We do have modern technology here, too. We easily tune into satellite radio, local radio stations, and yes, we drive cars, not horses to work. But on the long stretches of Interstate highway, between small gas stop towns and ranches with ranging cattle, there aren’t many radio stations.
Bringing an audio book usually means stopping by the library, picking from their selection of CDs and tapes. They have a lot, but I often leave frustrated, wishing I had thought to plan ahead enough to find a book that would keep me entertained the whole trip.
Now, audiobooks are easily available to download to iPods, mp3 players or smartphones, even from the road. Adults and kids have books, right on their touch screens, ready to hear at the push of the “on” button.
Katherine Fleming from Random House Audio, says “Audiobooks can be a resource for parents year-round to encourage reading and to enjoy stories as a family, but are particularly useful to keep kids reading through the summer months while they’re out of school, not to mention they’re perfect for those long summer road trips to the beach or sleepaway camp!”
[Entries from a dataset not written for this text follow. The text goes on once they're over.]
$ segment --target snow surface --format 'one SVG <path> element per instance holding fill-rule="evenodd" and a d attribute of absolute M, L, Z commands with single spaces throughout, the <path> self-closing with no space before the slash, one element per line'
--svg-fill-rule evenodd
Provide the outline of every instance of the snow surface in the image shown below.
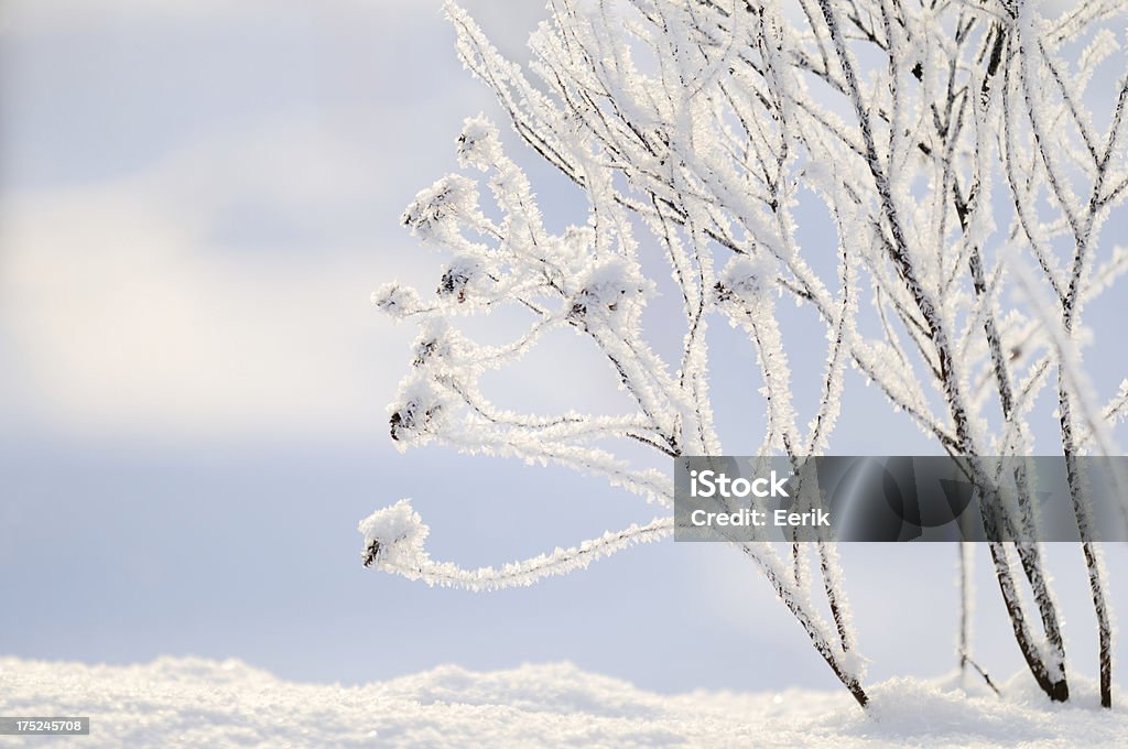
<path fill-rule="evenodd" d="M 0 659 L 0 714 L 88 715 L 89 737 L 0 747 L 1123 747 L 1128 716 L 1028 686 L 1006 699 L 940 682 L 666 696 L 569 663 L 473 672 L 443 666 L 361 687 L 294 684 L 237 660 L 109 667 Z"/>

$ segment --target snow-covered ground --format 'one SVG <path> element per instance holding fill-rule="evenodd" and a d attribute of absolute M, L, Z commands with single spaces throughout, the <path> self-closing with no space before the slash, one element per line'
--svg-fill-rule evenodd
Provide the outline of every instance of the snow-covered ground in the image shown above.
<path fill-rule="evenodd" d="M 239 661 L 143 666 L 0 659 L 0 714 L 88 715 L 89 737 L 0 747 L 1123 747 L 1128 715 L 1091 689 L 1051 706 L 1020 679 L 1005 699 L 940 684 L 843 693 L 664 696 L 567 663 L 441 667 L 362 687 L 294 684 Z"/>

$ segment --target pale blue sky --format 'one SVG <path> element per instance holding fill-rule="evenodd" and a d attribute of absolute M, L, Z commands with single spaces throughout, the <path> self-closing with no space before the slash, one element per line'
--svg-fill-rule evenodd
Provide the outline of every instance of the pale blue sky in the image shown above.
<path fill-rule="evenodd" d="M 453 168 L 462 117 L 495 112 L 438 5 L 0 3 L 0 652 L 236 657 L 326 681 L 567 659 L 668 691 L 831 687 L 767 583 L 717 546 L 643 547 L 492 596 L 360 567 L 356 521 L 400 496 L 432 554 L 466 565 L 650 517 L 593 479 L 387 439 L 412 331 L 368 296 L 430 285 L 440 258 L 398 215 Z M 514 53 L 540 15 L 469 5 Z M 581 221 L 578 196 L 522 161 L 549 223 Z M 1112 327 L 1125 309 L 1121 294 L 1089 314 Z M 493 386 L 615 403 L 598 359 L 562 345 L 574 356 Z M 795 352 L 795 369 L 813 377 L 822 354 Z M 561 361 L 567 393 L 538 377 Z M 1125 376 L 1118 345 L 1087 361 L 1099 386 Z M 751 409 L 752 354 L 719 363 L 719 391 Z M 934 451 L 848 387 L 837 451 Z M 759 418 L 722 414 L 730 432 Z M 1079 554 L 1052 556 L 1092 673 Z M 954 549 L 843 558 L 871 678 L 954 663 Z M 1109 550 L 1120 610 L 1126 562 Z M 1008 675 L 1021 661 L 986 566 L 977 645 Z"/>

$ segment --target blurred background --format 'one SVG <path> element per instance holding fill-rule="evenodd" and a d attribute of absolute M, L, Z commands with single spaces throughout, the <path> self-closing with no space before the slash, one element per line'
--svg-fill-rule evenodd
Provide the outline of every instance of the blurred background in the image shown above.
<path fill-rule="evenodd" d="M 466 5 L 526 56 L 539 3 Z M 413 331 L 369 294 L 434 283 L 442 259 L 399 213 L 456 167 L 464 117 L 503 121 L 452 42 L 431 0 L 0 2 L 0 653 L 233 657 L 342 682 L 570 660 L 660 691 L 835 687 L 766 581 L 720 546 L 645 546 L 495 594 L 361 567 L 356 522 L 402 496 L 432 555 L 464 565 L 653 514 L 598 479 L 388 439 Z M 549 227 L 582 222 L 582 196 L 506 138 Z M 1125 311 L 1122 294 L 1086 308 L 1102 394 L 1128 369 Z M 801 384 L 821 369 L 816 336 L 793 347 Z M 619 407 L 606 364 L 558 345 L 490 385 L 544 412 Z M 722 421 L 749 435 L 730 450 L 752 449 L 752 352 L 722 353 L 716 377 L 741 406 Z M 832 449 L 936 451 L 853 373 Z M 1049 556 L 1070 662 L 1093 675 L 1079 550 Z M 871 680 L 954 667 L 953 547 L 841 557 Z M 976 653 L 1005 677 L 1021 657 L 979 562 Z M 1128 610 L 1123 545 L 1108 564 Z"/>

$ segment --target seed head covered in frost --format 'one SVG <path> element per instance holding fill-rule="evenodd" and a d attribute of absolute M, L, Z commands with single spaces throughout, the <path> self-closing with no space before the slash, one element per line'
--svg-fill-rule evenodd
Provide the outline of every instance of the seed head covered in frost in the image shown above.
<path fill-rule="evenodd" d="M 733 302 L 742 309 L 760 309 L 769 299 L 776 266 L 769 258 L 737 255 L 729 261 L 714 287 L 719 302 Z"/>
<path fill-rule="evenodd" d="M 473 257 L 456 257 L 442 272 L 435 293 L 458 303 L 473 298 L 476 282 L 482 280 L 482 264 Z"/>
<path fill-rule="evenodd" d="M 402 450 L 406 446 L 425 444 L 439 432 L 453 403 L 425 373 L 411 376 L 400 386 L 399 398 L 391 406 L 388 424 L 391 439 Z"/>
<path fill-rule="evenodd" d="M 423 541 L 431 529 L 412 509 L 411 500 L 399 500 L 389 508 L 377 510 L 360 521 L 356 529 L 364 535 L 364 566 L 373 563 L 388 566 L 416 566 L 425 558 Z"/>
<path fill-rule="evenodd" d="M 444 367 L 462 347 L 462 341 L 450 324 L 441 317 L 434 317 L 420 326 L 418 337 L 412 344 L 415 367 Z"/>
<path fill-rule="evenodd" d="M 477 185 L 468 177 L 451 174 L 416 193 L 400 220 L 423 240 L 441 239 L 457 230 L 455 219 L 475 218 L 478 213 Z"/>
<path fill-rule="evenodd" d="M 569 317 L 575 320 L 601 319 L 629 324 L 653 289 L 637 267 L 622 257 L 602 262 L 584 274 L 580 290 L 572 298 Z"/>
<path fill-rule="evenodd" d="M 501 158 L 497 127 L 483 114 L 467 117 L 458 136 L 458 164 L 485 171 Z"/>
<path fill-rule="evenodd" d="M 398 283 L 386 283 L 373 291 L 372 305 L 397 320 L 417 312 L 422 307 L 415 290 Z"/>

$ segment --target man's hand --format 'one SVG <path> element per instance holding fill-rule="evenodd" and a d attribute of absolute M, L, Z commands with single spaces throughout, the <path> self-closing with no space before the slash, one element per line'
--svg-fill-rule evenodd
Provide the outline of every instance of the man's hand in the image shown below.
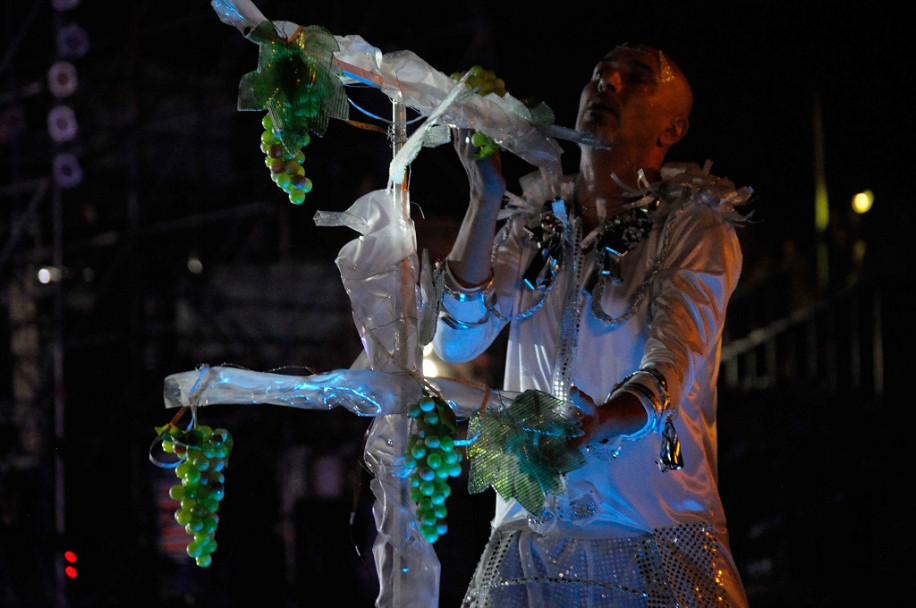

Audiobooks are a modern day extension of the millennia-old oral storytelling tradition—21st century stories around the campfire. For kids with dyslexia, learning disabilities, or even just aural learning styles, audiobooks can be a great alternative or supplement to printed books to help with comprehension and vocabulary building. Teens and tweens who are glued to their iPods can download digital audiobooks to their mp3 player or smartphone so they can squeeze in reading anytime, on the way to soccer practice, ballet class or while Mom and Dad run errands.”